I need to measure some inductances, and I like using the nanoVNA (I do not own an LCR meter). One obvious way to measure an inductance with the nanoVNA is to connect it to Port 1, and see, at each frequency, the series R and series L as measured in the Smith Chart. However, I have found that these measurements are sometimes not very exact or reliable, I have found that the phase measurement is far more reliable and exact. So I have come up with a way to measure an inductance using the phase measurement in Port 1, and would like to share it, for anyone that finds it useful.
You connect a known coax cable to Port 1 (known Zo, velocity factor, and length). I use a small coax which came with the nanoVNA, with Zo=50 ohm, vf=0.66, l=0.215 m, and connect the inductance at its end. The nanoVNA is previoulsy calibrated in an adequate frequency range.
When the impedance as seen by the nanoVNA becomes infinite, the phase of \$\Gamma\$ is zero (and the Smith Chart crosses the x axis on the right of the chart). We can measure the frequency where this happens. The phase plot is like this:
At this frequency, all parameters are related in this equation: \$Z_o=wL\cdot tan\frac{w\cdot l}{v_p}\$, where you can calculate the inductance L. \$v_p\$ is the phase velocity, \$v_p={vf}\cdot c\$,and c is the speed of light in vacuum.
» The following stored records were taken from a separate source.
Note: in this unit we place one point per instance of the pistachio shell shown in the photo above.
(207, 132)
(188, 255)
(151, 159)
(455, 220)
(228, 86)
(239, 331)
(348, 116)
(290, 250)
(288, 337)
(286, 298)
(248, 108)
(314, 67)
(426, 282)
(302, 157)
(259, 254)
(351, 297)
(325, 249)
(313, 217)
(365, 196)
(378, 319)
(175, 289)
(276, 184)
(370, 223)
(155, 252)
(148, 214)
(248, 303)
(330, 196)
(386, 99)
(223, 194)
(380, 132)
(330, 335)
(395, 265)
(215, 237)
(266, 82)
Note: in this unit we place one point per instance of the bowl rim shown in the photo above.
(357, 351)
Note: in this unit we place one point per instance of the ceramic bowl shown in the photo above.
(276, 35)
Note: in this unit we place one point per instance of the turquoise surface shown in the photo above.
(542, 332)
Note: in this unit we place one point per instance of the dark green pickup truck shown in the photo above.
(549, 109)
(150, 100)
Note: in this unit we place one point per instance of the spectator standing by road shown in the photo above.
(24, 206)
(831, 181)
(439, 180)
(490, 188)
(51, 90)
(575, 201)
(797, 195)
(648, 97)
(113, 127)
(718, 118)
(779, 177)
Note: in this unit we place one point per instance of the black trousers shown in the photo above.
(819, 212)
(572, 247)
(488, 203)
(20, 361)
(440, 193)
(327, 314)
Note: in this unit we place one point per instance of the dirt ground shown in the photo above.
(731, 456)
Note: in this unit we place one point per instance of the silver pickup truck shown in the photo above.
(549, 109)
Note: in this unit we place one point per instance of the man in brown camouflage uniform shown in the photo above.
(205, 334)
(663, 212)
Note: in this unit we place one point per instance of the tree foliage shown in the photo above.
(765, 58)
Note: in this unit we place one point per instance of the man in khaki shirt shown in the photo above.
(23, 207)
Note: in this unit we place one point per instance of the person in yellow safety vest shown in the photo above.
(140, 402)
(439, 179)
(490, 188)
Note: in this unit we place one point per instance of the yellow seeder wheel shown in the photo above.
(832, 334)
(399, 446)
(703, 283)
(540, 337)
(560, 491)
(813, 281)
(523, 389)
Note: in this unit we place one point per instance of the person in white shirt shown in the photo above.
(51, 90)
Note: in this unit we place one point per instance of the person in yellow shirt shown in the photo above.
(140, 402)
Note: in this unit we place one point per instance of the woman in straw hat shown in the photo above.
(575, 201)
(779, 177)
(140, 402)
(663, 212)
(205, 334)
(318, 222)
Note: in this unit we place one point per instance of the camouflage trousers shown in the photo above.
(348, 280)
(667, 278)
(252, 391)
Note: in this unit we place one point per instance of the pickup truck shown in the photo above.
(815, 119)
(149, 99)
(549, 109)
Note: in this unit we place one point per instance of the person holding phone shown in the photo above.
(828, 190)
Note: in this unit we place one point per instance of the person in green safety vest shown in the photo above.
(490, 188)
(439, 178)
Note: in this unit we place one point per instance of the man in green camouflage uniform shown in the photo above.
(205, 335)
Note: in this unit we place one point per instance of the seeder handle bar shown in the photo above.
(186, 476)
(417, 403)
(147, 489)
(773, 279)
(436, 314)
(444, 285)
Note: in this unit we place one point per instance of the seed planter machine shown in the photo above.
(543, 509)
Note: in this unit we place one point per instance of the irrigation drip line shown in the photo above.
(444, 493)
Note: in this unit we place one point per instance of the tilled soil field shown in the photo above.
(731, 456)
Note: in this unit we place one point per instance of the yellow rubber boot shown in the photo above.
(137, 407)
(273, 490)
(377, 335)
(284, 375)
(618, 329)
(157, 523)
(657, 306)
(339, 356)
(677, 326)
I have produced a list with various zero-phase frequencies and their corresponding inductances.
calcL.pdf (411.57 kB - downloaded 181 times.)
For example, I connect an inductance to my coax, and I measure with the nanoVNA a zero-phase frequency of 11 MHz. The inductance is then 9.6 uH.
You can change the frequency range and the coax length to measure different inductance ranges. This method allows the measurement of very small inductances: if you measure a zero-phase frequency of 175 MHz, the inductance is 18 nH. It provides good resolution at these small inductance values. I hope this is useful to somebody, at least it is to me.